Uma obra de arte, sublinha Medina Campeny, só existe quando alguém a vê. Na Sagrada Família muitíssimos são os olhos que veem, dando uma sensação de vertigem ao artista. «A coisa que distingue fazer a escultura de uma águia da representação de João e do seu Evangelho é que estás a representar o olhar de Deus, o amor. Pensava para mim que deveria fazer a melhor águia que pudesse. No fim o tempo ajudou a que se chegasse a esta.» O tempo, tema que o núncio valorizou na sua homilia, salientando que para quem trabalha na Sagrada Família não é um inimigo, mas a via para a eternidade.
A bênção foi transmitida pelas televisões locais. Faulí confessa que «um dos momentos mais belos foi escutar as entrevistas que os jornalistas fizeram às pessoas reunidas fora da Sagrada Família. Estavam contentes, diziam que lhes agradava ver estas novas torres no céu de Barcelona, que eram belas e que se sentiam “ajudadas”. Creio que a arte sacra é isto: o facto de as pessoas poderem reconhecê-la como alguma coisa que lhes pertence, que lhes corresponde, que as representa, que toca o seu coração».
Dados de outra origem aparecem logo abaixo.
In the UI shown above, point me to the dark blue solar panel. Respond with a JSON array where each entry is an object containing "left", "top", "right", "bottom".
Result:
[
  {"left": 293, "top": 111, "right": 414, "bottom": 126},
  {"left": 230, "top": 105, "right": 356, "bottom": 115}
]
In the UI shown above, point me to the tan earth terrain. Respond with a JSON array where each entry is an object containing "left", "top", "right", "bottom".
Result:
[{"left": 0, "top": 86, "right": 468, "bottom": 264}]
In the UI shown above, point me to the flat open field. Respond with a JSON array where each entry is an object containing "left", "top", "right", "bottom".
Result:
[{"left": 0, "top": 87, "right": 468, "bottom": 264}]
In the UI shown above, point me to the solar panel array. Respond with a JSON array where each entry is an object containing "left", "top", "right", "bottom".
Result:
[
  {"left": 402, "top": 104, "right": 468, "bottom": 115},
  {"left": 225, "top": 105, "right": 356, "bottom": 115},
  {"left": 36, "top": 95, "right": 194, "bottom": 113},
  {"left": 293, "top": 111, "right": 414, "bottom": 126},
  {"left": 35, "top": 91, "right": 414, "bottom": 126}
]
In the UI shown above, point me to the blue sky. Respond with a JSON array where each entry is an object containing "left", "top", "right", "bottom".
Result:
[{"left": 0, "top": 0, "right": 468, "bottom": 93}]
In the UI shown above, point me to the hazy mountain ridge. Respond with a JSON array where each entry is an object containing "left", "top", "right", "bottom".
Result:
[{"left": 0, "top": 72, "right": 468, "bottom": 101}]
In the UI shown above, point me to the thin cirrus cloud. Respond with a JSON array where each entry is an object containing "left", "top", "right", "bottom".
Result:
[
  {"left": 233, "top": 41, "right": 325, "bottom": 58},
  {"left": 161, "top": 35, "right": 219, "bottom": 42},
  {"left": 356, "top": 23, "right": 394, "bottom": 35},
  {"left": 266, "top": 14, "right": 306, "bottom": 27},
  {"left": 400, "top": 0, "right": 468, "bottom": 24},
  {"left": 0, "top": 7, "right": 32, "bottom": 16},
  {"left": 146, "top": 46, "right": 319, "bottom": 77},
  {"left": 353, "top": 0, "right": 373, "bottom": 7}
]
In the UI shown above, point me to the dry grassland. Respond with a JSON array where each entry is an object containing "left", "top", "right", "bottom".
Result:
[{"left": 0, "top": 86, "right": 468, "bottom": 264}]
O escultor referiu que no terraço do edifício onde reside se avista a Sagrada Família: «Às vezes vou contemplá-la de lá. Dá-me alegria». Bento XVI, na missa da dedicação, explicou-o com estas palavras: «A beleza é a grande necessidade do ser humano; é a raiz da qual brotam o tronco da nossa paz e os frutos da nossa esperança. A beleza é também reveladora de Deus porque, como Ele, a obra bela é pura gratuidade, convida à liberdade e arranca do egoísmo».
Os olhares das milhares de pessoas que a cada dia erguem os olhos ao céu para admirar a Sagrada Família reconhecem que o destino da sua vida não é a lama e o pó, mas a possibilidade de serem uma pedra que se ergue ao céu. O poeta Joan Maragall, amigo íntimo de Gaudí, cantava a Sagrada Família comparando-a a uma flor gigante cujo jardineiro é Cristo ressuscitado. Uma flor que cresce como o novo Éden, onde as pedras se fazem síntese de toda a criação, na expetativa de ver o seu cumprimento. A águia, o touro, o jovem e o leão convidam cada pessoa a não se dissolver no mundo, e a não dissolver o mundo, mas a cultiva-lo.
De acordo com o jornal “La Vanguardia”, as obras concentram-se a partir de agora na torre de Jesus, a mais alta, com a conclusão prevista para 2026. Espera-se que o conjunto da basílica esteja pronto em 2033, 150 anos depois de Gaudí ter assumido o projeto.